Probably best to describe this futuristic story, set a thousand years from now, as a film for boys aged, say, ten to fifteen. The hero is a 14 year old, a recruit for the rangers on the Nova planet, writes Fr Peter Malone MSC.
He is brash and not promoted which compounds his sense of guilt for the death of his sister when he failed a test, thinking his father blames him. His father is the commanding general of the rangers.
But, the father takes his son on an expedition to bond with him. When their space ship crashes to earth after being damaged by a meteor storm, they are stranded. The boy has to travel 100 miles to find a beacon to fire for safety. Will he do it? Earth has a different atmosphere. Animals, some ferocious, roam. The temperature lowers at night.
The film has received bad reviews, some of it critical of the director whose reputation has lessened after his success with The Sixth Sense in 1999. His last film was The Last Airbender. And some commentators are critical of Will Smith. He wrote the story of the film and co-wrote the screenplay with the director. It is a star vehicle for his son, Jaden. He gives him top billing. They had worked together some years ago in The Pursuit of Happyness and Jaden Smith was The Karate Kid in the re-make with Jackie Chan.

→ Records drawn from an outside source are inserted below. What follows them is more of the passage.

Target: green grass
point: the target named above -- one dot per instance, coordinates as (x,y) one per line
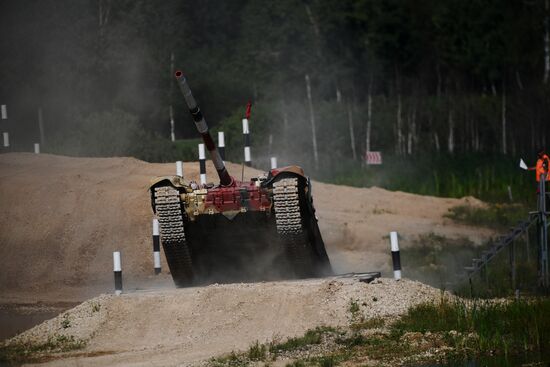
(482,176)
(257,352)
(484,327)
(313,336)
(498,216)
(28,352)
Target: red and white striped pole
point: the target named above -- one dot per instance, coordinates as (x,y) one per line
(202,163)
(5,134)
(221,145)
(246,134)
(117,269)
(156,246)
(396,257)
(273,162)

So, if After Earth is judged according to the expectations for more adult-oriented films like Oblivion, then it fails. If it is reviewed as a Boys’ Own Adventure for teenage boys, it is a short story with some nice touches as real-life father and son portray father and son and their bonding. Jaden Smith is certainly not the world’s best actor but he manages and gets better as he has to hold the story together. It’s a limited film, limited by its scope and target audience as well as in performance. It deserves a chance.
AFTER EARTH. Starring Jaden Smith, Will Smith, Sophie Okonedo. Directed by M Night Shyamalan. 100 minutes. Rated M (Science fiction themes and violence).
Fr Peter Malone MSC is an associate of the Australian Catholic Office for Film & Broadcasting.